Using fMRI and a data-mining algorithm, researchers in the Netherlands have developed a method to make predictions about what the listener is hearing based solely on the fMRI data. There are two predictions that they algorithm can make: discriminations between three Dutch vowel sounds (/a/, /i/, and /u/), and discriminations between which of three different speakers is currently talking.
Before we get any further, here are the numbers. When asked to discriminate between two different vowels, the mean correctness levels of the algorithm were 0.65, 0.69, and 0.63. All of these standard errors were well above chance (0.5), with highly significant p-values. When asked to discriminate between two different speakers (there were 3 total), the mean correctness levels were 0.70, 0.67, and 0.62, once again with highly significant p-values.
While this is impressive, the next part of their experiment is even more so. The researchers trained the algorithm to differentiate between only two vowels or two speakers, and tested to see their effectiveness in discriminating between novel stimuli–the third vowel or speaker paired with the first two. In order to remain effacious, the algorithm would have to be able to operate in many different acoustical dimensions.
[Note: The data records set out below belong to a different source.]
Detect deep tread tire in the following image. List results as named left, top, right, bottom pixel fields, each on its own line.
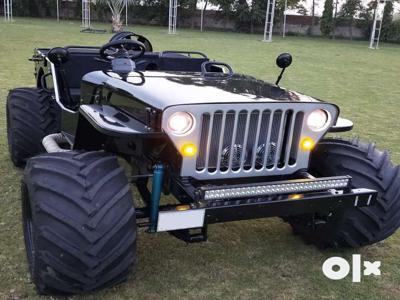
left=6, top=88, right=60, bottom=167
left=289, top=137, right=400, bottom=248
left=22, top=151, right=136, bottom=294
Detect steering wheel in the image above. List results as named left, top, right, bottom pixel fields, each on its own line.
left=110, top=31, right=153, bottom=53
left=100, top=40, right=146, bottom=61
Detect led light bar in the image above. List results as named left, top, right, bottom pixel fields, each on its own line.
left=203, top=177, right=351, bottom=201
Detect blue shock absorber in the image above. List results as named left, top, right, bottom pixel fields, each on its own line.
left=149, top=164, right=165, bottom=232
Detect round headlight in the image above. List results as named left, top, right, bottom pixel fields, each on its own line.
left=167, top=112, right=195, bottom=135
left=307, top=109, right=329, bottom=131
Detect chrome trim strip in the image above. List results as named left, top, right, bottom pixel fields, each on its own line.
left=251, top=110, right=263, bottom=169
left=204, top=113, right=214, bottom=169
left=354, top=195, right=359, bottom=206
left=216, top=112, right=227, bottom=171
left=367, top=194, right=372, bottom=206
left=240, top=111, right=251, bottom=169
left=80, top=105, right=140, bottom=134
left=284, top=111, right=297, bottom=166
left=262, top=110, right=275, bottom=168
left=48, top=58, right=76, bottom=114
left=274, top=111, right=286, bottom=168
left=228, top=111, right=239, bottom=171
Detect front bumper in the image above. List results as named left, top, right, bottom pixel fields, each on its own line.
left=204, top=187, right=376, bottom=224
left=154, top=175, right=377, bottom=232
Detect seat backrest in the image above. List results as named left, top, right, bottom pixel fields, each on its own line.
left=159, top=57, right=208, bottom=72
left=63, top=47, right=108, bottom=90
left=158, top=51, right=208, bottom=72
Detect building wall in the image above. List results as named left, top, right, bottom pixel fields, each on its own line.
left=183, top=11, right=366, bottom=39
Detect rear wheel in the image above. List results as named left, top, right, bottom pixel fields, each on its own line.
left=22, top=151, right=136, bottom=294
left=6, top=88, right=60, bottom=167
left=289, top=138, right=400, bottom=248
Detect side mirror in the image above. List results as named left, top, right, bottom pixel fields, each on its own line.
left=47, top=47, right=70, bottom=65
left=275, top=53, right=292, bottom=85
left=276, top=53, right=292, bottom=69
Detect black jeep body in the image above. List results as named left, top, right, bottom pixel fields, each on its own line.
left=6, top=33, right=399, bottom=295
left=31, top=40, right=367, bottom=229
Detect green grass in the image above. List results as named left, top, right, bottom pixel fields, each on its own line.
left=1, top=18, right=400, bottom=300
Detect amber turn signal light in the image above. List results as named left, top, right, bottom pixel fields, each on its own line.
left=300, top=137, right=315, bottom=151
left=288, top=194, right=303, bottom=200
left=181, top=143, right=197, bottom=157
left=176, top=205, right=191, bottom=211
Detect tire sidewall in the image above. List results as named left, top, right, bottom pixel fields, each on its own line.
left=21, top=181, right=38, bottom=283
left=22, top=152, right=137, bottom=294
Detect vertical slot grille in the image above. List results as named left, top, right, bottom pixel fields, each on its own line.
left=196, top=113, right=210, bottom=171
left=289, top=112, right=304, bottom=165
left=244, top=111, right=261, bottom=170
left=208, top=111, right=223, bottom=172
left=196, top=108, right=303, bottom=174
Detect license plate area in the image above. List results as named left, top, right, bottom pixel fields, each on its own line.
left=157, top=209, right=205, bottom=232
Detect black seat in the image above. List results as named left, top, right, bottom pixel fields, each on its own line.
left=53, top=48, right=210, bottom=110
left=158, top=51, right=208, bottom=72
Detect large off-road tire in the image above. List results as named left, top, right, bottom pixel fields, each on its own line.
left=289, top=138, right=400, bottom=248
left=6, top=88, right=60, bottom=167
left=22, top=151, right=136, bottom=294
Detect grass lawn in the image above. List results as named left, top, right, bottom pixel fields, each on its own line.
left=0, top=18, right=400, bottom=300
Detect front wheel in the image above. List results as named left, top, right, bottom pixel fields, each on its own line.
left=289, top=138, right=400, bottom=248
left=22, top=151, right=136, bottom=294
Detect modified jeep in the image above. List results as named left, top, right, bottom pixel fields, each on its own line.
left=6, top=32, right=400, bottom=294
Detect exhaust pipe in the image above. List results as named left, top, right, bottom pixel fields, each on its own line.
left=42, top=133, right=70, bottom=153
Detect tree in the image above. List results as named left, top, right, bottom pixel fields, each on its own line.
left=188, top=0, right=198, bottom=29
left=233, top=0, right=303, bottom=34
left=332, top=0, right=340, bottom=38
left=381, top=1, right=394, bottom=41
left=200, top=0, right=209, bottom=31
left=95, top=0, right=134, bottom=32
left=249, top=0, right=265, bottom=33
left=339, top=0, right=362, bottom=40
left=233, top=0, right=250, bottom=32
left=357, top=0, right=377, bottom=39
left=296, top=3, right=308, bottom=15
left=308, top=0, right=316, bottom=35
left=210, top=0, right=235, bottom=29
left=321, top=0, right=334, bottom=37
left=276, top=0, right=305, bottom=34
Miraculously, the algorithm was almost just as effective, with vowel mean correctness values of 0.66, 0.62, and 0.62, and speaker mean correctness values of 0.62, 0.65, and 0.63.
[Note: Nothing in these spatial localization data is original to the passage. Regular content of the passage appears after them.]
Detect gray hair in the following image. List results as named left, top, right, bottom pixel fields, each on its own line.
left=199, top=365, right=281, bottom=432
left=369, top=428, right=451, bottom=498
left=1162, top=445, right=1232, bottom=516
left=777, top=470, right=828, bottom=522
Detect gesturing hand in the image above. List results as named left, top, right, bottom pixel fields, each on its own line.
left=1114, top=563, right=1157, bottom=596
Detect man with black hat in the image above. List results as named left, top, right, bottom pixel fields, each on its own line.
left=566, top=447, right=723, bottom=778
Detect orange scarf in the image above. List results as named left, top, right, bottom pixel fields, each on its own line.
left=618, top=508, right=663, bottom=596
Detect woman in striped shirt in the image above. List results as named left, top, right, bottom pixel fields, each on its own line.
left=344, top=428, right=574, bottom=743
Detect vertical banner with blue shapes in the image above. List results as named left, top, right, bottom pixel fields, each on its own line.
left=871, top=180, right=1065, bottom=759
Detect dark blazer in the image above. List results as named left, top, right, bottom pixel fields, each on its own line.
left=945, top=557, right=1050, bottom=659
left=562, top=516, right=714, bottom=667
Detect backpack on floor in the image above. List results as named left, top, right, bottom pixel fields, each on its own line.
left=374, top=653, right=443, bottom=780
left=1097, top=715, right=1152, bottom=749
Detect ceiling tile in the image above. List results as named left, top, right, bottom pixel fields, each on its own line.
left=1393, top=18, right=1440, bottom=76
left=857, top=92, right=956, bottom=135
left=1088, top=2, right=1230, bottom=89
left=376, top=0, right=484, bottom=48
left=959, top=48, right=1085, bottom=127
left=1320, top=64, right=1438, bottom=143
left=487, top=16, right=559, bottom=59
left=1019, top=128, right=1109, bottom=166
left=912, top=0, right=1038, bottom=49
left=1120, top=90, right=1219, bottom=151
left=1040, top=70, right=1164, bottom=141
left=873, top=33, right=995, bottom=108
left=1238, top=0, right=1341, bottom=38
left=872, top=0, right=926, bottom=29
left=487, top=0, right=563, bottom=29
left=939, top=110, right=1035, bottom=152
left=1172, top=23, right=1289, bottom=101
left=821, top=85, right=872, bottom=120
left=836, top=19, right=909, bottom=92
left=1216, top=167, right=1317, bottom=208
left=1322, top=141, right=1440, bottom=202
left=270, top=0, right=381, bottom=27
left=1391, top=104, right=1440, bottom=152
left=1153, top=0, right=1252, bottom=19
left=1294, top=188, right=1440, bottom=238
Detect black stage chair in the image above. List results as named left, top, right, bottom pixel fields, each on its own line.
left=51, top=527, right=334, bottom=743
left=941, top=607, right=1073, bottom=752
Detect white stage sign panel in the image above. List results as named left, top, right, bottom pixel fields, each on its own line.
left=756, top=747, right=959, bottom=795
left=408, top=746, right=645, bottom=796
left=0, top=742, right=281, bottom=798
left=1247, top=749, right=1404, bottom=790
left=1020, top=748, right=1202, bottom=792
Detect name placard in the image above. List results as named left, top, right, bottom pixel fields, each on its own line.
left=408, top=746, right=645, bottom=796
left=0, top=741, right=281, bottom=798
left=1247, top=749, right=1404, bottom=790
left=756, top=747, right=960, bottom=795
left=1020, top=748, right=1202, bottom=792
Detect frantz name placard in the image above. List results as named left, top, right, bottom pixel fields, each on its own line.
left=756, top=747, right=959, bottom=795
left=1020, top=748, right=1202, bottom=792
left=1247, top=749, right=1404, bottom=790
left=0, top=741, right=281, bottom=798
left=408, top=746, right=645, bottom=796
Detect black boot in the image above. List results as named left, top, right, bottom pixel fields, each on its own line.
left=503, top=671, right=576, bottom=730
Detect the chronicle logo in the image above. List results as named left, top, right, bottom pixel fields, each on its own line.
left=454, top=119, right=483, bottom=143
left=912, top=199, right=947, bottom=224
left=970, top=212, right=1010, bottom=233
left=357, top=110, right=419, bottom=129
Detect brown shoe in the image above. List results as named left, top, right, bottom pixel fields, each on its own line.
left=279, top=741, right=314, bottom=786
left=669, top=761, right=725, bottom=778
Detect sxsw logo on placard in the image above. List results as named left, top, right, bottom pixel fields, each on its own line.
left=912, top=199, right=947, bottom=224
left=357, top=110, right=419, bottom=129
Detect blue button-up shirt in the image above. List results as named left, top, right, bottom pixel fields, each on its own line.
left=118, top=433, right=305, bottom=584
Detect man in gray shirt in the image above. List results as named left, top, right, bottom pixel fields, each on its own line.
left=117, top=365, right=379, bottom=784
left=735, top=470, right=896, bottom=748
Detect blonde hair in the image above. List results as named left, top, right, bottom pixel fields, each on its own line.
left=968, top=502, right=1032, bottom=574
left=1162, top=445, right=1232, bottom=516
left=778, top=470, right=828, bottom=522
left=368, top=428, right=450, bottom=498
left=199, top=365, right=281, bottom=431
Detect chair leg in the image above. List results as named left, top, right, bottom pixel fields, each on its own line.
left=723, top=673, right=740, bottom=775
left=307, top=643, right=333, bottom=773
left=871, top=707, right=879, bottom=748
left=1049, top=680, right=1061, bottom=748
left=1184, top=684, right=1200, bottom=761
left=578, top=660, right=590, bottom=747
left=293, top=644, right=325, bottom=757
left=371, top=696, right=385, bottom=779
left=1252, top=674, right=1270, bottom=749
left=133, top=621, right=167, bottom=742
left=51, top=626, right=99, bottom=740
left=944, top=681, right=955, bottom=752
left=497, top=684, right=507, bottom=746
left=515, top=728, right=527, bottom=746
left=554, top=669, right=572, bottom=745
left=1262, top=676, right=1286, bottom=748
Their findings also included the observation that a representation of a vowel or speaker occurs not only in the task-specific higher levels of cognitive processing but also in “lower” auditory regions of sound processing. This lends further evidence that sound processing (and visual processing) occurs early in brain processing through feedback loops and reentrant processing.
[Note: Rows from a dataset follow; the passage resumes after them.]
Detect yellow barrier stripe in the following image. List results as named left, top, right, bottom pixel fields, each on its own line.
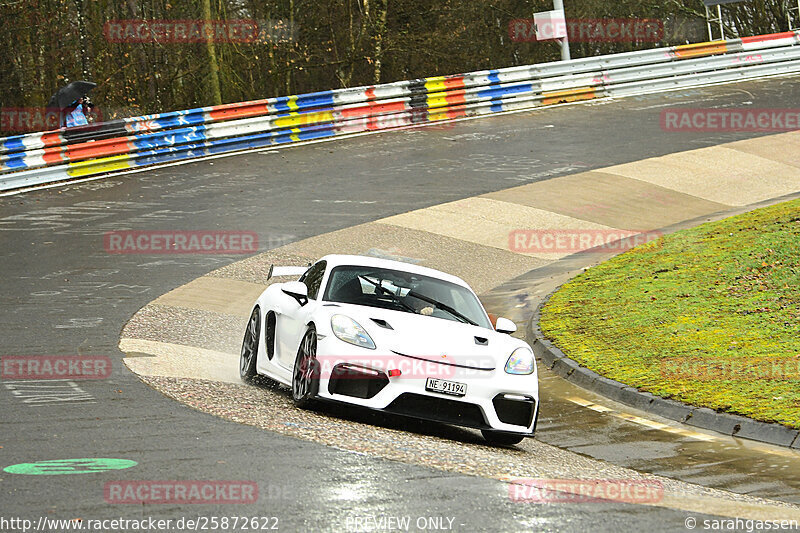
left=286, top=96, right=299, bottom=111
left=673, top=40, right=729, bottom=58
left=426, top=94, right=451, bottom=109
left=273, top=111, right=333, bottom=129
left=424, top=77, right=446, bottom=93
left=541, top=87, right=597, bottom=106
left=427, top=110, right=449, bottom=121
left=67, top=154, right=133, bottom=177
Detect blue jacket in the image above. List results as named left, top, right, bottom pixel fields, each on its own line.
left=66, top=104, right=88, bottom=128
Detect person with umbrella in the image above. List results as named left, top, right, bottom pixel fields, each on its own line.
left=65, top=97, right=89, bottom=127
left=47, top=80, right=96, bottom=128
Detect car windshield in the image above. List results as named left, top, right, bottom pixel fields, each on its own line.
left=322, top=265, right=492, bottom=329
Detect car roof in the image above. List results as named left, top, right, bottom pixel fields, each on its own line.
left=318, top=254, right=472, bottom=289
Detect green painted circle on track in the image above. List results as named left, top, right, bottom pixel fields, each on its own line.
left=3, top=458, right=138, bottom=475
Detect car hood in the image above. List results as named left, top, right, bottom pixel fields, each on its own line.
left=322, top=303, right=523, bottom=371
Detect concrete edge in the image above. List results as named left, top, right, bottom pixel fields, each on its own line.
left=524, top=195, right=800, bottom=450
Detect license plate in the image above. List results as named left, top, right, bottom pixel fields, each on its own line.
left=425, top=378, right=467, bottom=397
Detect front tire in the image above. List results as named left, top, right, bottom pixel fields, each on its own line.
left=292, top=326, right=320, bottom=408
left=240, top=307, right=261, bottom=382
left=481, top=430, right=525, bottom=446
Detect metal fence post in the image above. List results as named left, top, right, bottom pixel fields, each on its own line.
left=553, top=0, right=571, bottom=61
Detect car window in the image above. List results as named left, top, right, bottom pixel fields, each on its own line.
left=300, top=261, right=327, bottom=300
left=322, top=265, right=491, bottom=328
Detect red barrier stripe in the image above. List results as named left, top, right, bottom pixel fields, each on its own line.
left=442, top=76, right=466, bottom=90
left=208, top=104, right=270, bottom=122
left=340, top=101, right=408, bottom=118
left=40, top=132, right=64, bottom=148
left=42, top=150, right=67, bottom=165
left=41, top=135, right=136, bottom=164
left=364, top=88, right=376, bottom=130
left=211, top=99, right=270, bottom=111
left=65, top=139, right=134, bottom=160
left=366, top=89, right=378, bottom=130
left=445, top=107, right=467, bottom=119
left=445, top=89, right=467, bottom=106
left=741, top=32, right=796, bottom=44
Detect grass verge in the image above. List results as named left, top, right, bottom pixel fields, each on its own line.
left=540, top=198, right=800, bottom=428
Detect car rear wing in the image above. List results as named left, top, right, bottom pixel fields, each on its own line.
left=267, top=265, right=309, bottom=280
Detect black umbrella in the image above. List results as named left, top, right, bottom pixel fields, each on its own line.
left=47, top=80, right=96, bottom=110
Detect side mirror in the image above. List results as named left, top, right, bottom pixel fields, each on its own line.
left=495, top=317, right=517, bottom=335
left=281, top=281, right=309, bottom=306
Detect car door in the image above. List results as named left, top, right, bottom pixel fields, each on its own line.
left=275, top=261, right=327, bottom=369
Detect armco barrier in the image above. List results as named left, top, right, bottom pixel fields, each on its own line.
left=2, top=32, right=799, bottom=192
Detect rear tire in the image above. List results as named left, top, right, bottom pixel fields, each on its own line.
left=481, top=430, right=525, bottom=446
left=292, top=326, right=320, bottom=408
left=239, top=307, right=260, bottom=382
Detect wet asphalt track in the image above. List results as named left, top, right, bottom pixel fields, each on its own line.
left=2, top=76, right=800, bottom=531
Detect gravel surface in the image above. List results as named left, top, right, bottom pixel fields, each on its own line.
left=123, top=303, right=246, bottom=354
left=139, top=374, right=800, bottom=515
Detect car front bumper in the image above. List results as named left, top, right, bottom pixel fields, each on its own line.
left=314, top=338, right=540, bottom=435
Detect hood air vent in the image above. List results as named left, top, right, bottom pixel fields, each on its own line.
left=371, top=318, right=393, bottom=330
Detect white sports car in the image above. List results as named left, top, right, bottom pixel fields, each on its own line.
left=239, top=254, right=539, bottom=445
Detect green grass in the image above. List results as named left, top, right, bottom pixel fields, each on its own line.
left=540, top=199, right=800, bottom=428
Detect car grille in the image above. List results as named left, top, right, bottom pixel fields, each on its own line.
left=327, top=364, right=389, bottom=399
left=492, top=394, right=536, bottom=428
left=385, top=393, right=489, bottom=429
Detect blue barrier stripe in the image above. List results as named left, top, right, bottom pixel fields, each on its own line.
left=131, top=126, right=208, bottom=150
left=207, top=137, right=271, bottom=155
left=147, top=112, right=208, bottom=130
left=296, top=91, right=335, bottom=108
left=295, top=128, right=336, bottom=141
left=476, top=83, right=535, bottom=99
left=133, top=144, right=212, bottom=167
left=3, top=156, right=29, bottom=170
left=273, top=97, right=294, bottom=112
left=3, top=137, right=26, bottom=152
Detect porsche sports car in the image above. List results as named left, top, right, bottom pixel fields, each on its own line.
left=239, top=254, right=539, bottom=445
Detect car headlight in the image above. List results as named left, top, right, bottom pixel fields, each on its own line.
left=505, top=347, right=535, bottom=375
left=331, top=315, right=376, bottom=350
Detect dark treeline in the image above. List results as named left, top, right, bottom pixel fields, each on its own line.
left=0, top=0, right=795, bottom=129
The potential uses for this technology become very interesting as the correctness levels approach 100% and as the vowel recognition extends to all sounds. That is an ambitious but worthy goal for research in this area, due to its many obvious applications, perhaps even as a lie detector.
Reference
Formisano E, De Martino F, Bonte M, Goebel R. 2008 “Who” is saying “what”? Brain-based decoding of human voice and speech. Science 322:970-973, doi:10.1126/science.1164318.